I posted this question on MSE earlier, however could not elicit a reply. I am not sure if this belongs here, if not, please flag it. Moreover, I am not sure what tags to put on it, so if this question remains, please add appropriate tags.
I was reading Bruhat Tits' "Groupes réductifs sur un corps local : I. Données radicielles valuées", available here.

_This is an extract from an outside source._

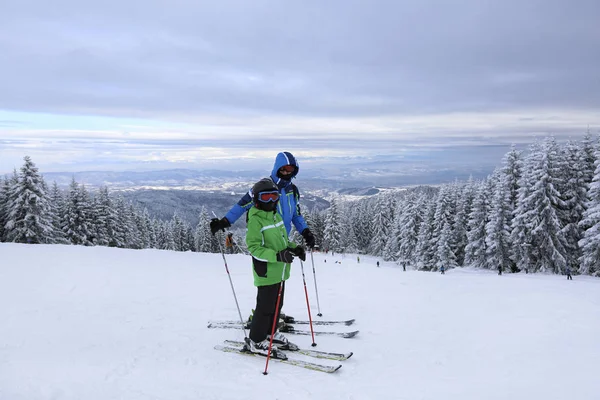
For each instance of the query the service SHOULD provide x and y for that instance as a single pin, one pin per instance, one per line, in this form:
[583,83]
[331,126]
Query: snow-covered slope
[96,323]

Let $(G,B,N,S)$ be a Tits system and $\phi : G \to G^{'}$ be a group homomorphism. It is called $B-$adapted (resp. $BN-$ adapted) if
- $\ker (\phi) \subset B$, and
- for every $g \in G^{'}$, there exists a $h\in G$ such that $\phi(hBh^{-1}) = g\phi(B)g^{-1}$ (resp. $\phi(hBh^{-1}) = g\phi(B)g^{-1}$ and $\phi(hNh^{-1}) = g\phi(N)g^{-1})$
Now let $\phi : G \to G^{'}$ be $B-$adapted.

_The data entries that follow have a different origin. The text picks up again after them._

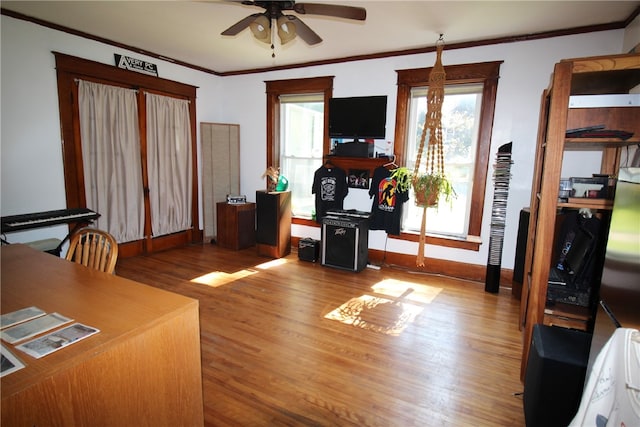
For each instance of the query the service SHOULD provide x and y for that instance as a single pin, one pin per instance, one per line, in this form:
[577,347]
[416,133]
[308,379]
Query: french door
[129,153]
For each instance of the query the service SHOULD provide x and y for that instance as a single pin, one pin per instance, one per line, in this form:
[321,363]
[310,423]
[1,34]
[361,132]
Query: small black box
[354,149]
[308,249]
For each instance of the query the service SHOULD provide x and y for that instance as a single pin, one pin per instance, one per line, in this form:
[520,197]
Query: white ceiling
[189,31]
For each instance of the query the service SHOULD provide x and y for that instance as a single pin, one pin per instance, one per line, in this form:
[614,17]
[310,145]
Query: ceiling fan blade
[303,30]
[339,11]
[240,25]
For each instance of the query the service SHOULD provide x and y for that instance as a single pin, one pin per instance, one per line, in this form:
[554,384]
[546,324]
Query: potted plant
[427,187]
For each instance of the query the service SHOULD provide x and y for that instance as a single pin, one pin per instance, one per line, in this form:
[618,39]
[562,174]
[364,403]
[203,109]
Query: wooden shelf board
[585,202]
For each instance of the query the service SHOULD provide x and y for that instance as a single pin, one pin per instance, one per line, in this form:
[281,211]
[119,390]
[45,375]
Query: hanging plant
[428,188]
[430,185]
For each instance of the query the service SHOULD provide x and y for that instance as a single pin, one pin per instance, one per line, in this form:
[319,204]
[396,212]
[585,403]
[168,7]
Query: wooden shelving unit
[616,74]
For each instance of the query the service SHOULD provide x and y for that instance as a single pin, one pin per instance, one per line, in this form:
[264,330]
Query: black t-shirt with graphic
[386,211]
[330,188]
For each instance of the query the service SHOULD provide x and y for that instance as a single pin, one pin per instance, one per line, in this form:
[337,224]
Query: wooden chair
[93,248]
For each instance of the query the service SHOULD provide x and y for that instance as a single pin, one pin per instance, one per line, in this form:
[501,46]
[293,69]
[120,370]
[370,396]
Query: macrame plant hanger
[433,123]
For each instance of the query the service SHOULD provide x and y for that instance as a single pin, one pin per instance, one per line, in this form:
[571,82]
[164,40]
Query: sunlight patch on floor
[270,264]
[377,314]
[423,294]
[396,305]
[220,278]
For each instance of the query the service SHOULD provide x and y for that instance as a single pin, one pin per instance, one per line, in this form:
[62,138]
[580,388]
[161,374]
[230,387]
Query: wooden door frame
[68,70]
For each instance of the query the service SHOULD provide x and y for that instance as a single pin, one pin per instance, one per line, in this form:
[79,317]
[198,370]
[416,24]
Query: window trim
[486,73]
[274,89]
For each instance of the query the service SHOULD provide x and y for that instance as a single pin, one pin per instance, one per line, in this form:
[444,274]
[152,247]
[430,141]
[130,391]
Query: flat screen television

In (1.2.14) Page 18 they claim that $\phi(G)$ is a normal subgroup of $G^{'}$ since we have the Bruhat decomposition. However, if I compute for some $w \in W$ (or equivalently $w \in N$)

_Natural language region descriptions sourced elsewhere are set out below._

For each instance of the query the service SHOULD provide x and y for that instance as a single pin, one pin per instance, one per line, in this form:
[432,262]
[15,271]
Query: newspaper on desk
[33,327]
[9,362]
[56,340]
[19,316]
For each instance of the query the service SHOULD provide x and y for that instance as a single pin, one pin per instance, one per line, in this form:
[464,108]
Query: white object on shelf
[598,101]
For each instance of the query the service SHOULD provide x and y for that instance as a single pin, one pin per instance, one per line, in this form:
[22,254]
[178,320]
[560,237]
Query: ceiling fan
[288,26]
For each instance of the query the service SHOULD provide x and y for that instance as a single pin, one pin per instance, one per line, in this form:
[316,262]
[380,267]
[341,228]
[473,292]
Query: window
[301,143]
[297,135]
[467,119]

$$ g\phi(BwB)g^{-1} = g\phi(B)\phi(w)\phi(B)g^{-1} = g\phi(B)g^{-1}g\phi(w)g^{-1}g\phi(B)g^{-1} = \phi(hBh^{-1})g\phi(w)g^{-1}\phi(hBh^{-1}), $$
I cannot take $g$ inside $\phi$ for $w$ since $\phi$ is only assumed to be $B-$adapted. I think we also need $BN-$adapted.
Am I missing something?